CLAYTON • Fontbonne University is creating a tuition-free college option for low-income students.
The small Catholic institution is partnering with donors to create what they’re calling the Fontbonne Promise.
Starting in the fall of 2018, incoming freshmen who have an estimated family contribution of $0 after filing their federal financial aid forms will be eligible for the Fontbonne Promise program. It’s only for new students who are eligible for the full need-based federal aid — the Pell Grant.
It’s a similar idea to what the University of Missouri-Columbia announced last month, but Fontbonne is doing it largely with the backing of donors.
Tuition costs just less than $25,500. The maximum annual Pell Grant, the federal need-based award, is $5,920 for the current academic year. Of that remaining tuition balance, the school plans to have individual donors cover about $8,500 per year, and the university will discount the rest, according to Fontbonne President Mike Pressimone.
The new program doesn’t cover the cost of room and board, which is another $9,590.
The college has about 1,500 students. Of those, 154 students meet the standard for this program, though it will be available only to incoming freshmen.
Fontbonne is preparing to start out with 30 students, with plans to grow.
“Mizzou has launched a similar program, but these students aren’t likely to get up from St. Louis, South City or North County and drive two hours away,” Pressimone said. “They have obligations that are keeping them here.”
Fontbonne has requested a five-year commitment from donors of $8,500 per year. Pressimone said these are students who might have families or multiple jobs — obligations that hinder completion in four years.
Leaders at the school see this as an opportunity to extend the mission of the Sisters of St. Joseph of Carondelet, the school sponsor.
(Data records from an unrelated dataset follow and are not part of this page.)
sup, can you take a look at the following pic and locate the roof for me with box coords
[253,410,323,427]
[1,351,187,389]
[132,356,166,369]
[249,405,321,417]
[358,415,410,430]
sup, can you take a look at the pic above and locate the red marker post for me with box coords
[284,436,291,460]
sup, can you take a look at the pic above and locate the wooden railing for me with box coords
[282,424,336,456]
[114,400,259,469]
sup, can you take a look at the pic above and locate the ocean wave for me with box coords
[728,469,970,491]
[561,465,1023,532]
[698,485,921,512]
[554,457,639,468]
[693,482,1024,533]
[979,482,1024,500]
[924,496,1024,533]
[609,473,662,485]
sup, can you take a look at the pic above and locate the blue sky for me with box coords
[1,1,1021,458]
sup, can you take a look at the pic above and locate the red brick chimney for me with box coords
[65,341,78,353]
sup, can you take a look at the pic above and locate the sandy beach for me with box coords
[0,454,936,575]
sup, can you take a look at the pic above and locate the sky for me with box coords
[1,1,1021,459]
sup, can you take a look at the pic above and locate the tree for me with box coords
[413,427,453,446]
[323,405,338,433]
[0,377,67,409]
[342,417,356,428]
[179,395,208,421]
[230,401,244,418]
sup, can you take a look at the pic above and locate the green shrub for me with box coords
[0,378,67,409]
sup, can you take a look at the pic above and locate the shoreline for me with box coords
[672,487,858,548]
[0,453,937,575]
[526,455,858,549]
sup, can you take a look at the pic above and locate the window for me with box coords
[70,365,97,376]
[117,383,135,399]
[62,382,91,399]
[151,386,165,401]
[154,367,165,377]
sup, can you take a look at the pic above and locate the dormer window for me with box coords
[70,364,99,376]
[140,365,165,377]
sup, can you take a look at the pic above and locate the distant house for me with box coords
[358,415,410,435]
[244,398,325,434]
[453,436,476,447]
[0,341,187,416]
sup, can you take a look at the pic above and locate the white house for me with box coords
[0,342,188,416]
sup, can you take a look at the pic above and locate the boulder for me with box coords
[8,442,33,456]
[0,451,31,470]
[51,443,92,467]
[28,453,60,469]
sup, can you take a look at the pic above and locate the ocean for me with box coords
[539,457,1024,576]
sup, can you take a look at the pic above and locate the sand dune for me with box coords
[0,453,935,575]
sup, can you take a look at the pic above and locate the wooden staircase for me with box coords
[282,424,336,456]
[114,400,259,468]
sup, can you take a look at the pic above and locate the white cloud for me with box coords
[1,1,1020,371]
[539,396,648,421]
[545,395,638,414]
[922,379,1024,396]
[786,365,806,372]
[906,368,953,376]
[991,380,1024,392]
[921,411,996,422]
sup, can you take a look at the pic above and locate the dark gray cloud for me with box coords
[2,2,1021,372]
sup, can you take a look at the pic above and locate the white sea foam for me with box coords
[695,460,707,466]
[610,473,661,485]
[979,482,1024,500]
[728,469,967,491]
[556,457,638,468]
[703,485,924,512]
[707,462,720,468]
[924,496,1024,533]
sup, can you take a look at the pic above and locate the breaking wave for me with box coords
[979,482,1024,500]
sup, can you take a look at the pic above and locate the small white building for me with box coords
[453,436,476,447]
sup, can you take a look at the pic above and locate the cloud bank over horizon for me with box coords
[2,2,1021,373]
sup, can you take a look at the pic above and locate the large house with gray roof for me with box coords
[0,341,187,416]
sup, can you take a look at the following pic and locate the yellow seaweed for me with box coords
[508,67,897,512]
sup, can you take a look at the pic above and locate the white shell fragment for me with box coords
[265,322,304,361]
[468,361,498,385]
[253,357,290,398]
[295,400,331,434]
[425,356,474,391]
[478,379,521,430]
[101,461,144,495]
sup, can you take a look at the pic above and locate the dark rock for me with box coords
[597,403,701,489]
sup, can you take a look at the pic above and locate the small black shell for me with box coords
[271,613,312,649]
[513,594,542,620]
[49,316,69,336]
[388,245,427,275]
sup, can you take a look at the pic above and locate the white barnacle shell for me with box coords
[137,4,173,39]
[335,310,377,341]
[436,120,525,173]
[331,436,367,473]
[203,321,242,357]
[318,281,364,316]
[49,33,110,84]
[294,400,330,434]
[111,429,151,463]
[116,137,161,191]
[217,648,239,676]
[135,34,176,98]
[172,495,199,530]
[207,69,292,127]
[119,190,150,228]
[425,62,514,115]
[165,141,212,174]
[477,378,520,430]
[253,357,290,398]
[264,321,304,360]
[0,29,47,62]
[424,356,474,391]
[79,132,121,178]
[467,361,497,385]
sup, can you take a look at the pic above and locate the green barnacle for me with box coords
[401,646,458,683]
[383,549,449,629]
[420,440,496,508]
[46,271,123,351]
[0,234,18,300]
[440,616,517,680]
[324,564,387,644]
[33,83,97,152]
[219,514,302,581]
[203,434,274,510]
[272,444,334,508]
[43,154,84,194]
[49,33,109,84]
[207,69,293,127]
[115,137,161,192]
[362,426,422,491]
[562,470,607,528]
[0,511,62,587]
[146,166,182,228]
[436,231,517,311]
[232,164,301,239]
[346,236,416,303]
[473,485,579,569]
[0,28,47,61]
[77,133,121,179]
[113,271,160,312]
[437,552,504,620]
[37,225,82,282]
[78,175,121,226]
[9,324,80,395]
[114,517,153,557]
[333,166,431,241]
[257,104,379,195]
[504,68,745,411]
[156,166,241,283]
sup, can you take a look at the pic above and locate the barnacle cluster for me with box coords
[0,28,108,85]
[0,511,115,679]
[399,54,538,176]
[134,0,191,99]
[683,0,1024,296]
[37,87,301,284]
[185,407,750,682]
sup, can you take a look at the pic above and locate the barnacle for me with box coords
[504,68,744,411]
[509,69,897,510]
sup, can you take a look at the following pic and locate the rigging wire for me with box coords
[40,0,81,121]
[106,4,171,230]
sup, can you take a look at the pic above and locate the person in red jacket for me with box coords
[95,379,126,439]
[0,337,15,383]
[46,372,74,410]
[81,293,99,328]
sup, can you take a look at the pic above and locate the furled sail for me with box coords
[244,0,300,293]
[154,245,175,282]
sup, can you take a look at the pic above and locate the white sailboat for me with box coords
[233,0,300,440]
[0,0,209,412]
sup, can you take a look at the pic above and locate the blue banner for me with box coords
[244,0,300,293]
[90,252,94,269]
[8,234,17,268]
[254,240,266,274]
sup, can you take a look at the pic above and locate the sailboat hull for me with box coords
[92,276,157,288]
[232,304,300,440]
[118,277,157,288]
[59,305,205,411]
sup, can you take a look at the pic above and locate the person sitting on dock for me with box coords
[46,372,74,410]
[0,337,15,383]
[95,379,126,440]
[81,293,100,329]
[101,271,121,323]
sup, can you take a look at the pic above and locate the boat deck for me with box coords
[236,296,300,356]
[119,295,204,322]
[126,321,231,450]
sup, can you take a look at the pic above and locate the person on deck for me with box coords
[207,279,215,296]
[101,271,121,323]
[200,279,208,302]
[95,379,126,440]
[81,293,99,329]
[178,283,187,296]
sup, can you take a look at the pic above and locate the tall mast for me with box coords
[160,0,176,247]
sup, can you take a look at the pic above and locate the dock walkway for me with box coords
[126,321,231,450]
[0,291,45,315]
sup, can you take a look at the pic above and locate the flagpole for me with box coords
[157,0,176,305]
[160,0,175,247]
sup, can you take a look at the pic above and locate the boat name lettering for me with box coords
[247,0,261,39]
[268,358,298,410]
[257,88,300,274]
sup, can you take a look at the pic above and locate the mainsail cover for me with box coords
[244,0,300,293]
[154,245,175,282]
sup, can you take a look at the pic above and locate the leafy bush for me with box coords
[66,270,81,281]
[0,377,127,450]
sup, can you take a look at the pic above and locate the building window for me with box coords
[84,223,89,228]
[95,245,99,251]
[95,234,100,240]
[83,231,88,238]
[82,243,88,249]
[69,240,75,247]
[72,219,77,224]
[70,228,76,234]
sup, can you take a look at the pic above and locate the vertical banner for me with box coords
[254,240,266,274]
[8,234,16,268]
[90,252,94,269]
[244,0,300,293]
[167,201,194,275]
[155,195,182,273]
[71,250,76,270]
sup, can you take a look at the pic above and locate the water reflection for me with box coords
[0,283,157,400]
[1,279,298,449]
The group of people aware of the program was still small before Tuesday’s announcement, but Joseph Havis, the vice president of enrollment, said it had largely been well-received, with a few exceptions.
“There are some folks with concerns about free opportunities and what does that mean in the current political climate,” Havis said. “We see this as the right mission decision to move forward with … If we’re advocating for our community’s neediest, that’s the right side to be on.”
The school has recruited a handful of donors already, but the real fundraising push begins now, he said.
Havis challenges other universities to follow suit.